Bobbie, 65 — who is not charged in the yearslong case, which claims Brian concealed his father’s pedophilia — will “remain fully engaged in church life” during Brian’s “sabbatical,” as the couple’s daughter Laura Toggs referred to his resignation in an Instagram post.
Former global senior Hillsong pastor Brian Houston speaks on stage during the Hillsong Atlanta grand opening on June 6, 2021.Getty Images
“Police will allege in court the man knew information relating to the sexual abuse of a young male in the 1970s and failed to bring that information to the attention of police,” officials for Sydney’s Royal Commission on Institutional Leaders’ Handling of Sexual Abuse told publications upon charging Houston in August. The charges carry a maximum sentence of up to five years behind bars and followed a two-year investigation pf Brian’s father Frank Houston’s sexual abuse of Brett Sengstock, then 7 years old, in 1969 and 1970.

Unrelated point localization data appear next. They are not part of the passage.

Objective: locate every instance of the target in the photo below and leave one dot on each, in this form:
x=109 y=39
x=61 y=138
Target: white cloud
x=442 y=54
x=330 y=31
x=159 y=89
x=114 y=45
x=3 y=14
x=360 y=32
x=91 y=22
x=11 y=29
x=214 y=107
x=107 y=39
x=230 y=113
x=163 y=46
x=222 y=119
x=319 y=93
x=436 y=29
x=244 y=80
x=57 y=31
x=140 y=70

Frank — who died in 2004 at age 82 — “raped, choked and brutalized” Sengstock, then attempted to bribe him with $10,000 (AUD) — via a hand-scrawled contract on a McDonald’s napkin, Sengstock has stated. The payoff was allegedly sent as a check in the mail from Brian himself after Frank apparently failed to complete the agreed transaction, The Post previously reported.
Brian is charged with failing to turn over evidence concerning the crimes of his father, whose ministry career was functionally terminated after Brian sacked him in 1999, the Guardian reported in 2014.
Representatives for Hillsong have repeatedly denied claims that Brian Houston covered it up to The Post.
In a statement received by The Post in August, Houston acknowledged, “These charges have come as a shock to me given how transparent I’ve always been about this matter. I vehemently profess my innocence and will defend these charges, and I welcome the opportunity to set the record straight.”
Reps for Hillsong further elaborated, stating: “We are disappointed that Pastor Brian has been charged, and ask that he be afforded the presumption of innocence and due process as is his right. He has advised us that he will defend this and looks forward to clearing his name. Given that this matter is now before the court, neither Pastor Brian or Hillsong Church will be making further statements. We thank all who are a part of our church for their support and prayers at this time.”
“As I have said, most of you know the court case I am facing is related to circumstances surrounding my father, and I need to be fully committed to preparation and engagement with the case and work closely with my lawyers in defending this charge,” Houston told churchgoers in Sunday’s announcement. “I have said, including in a prior statement, that I intend to fight the charge and welcome the opportunity to set the record straight.”
The case has been repeatedly delayed, most recently on Tuesday, when the matter was adjourned to March 3, according to local outlets.
Hillsong did not return The Post’s request for further comment.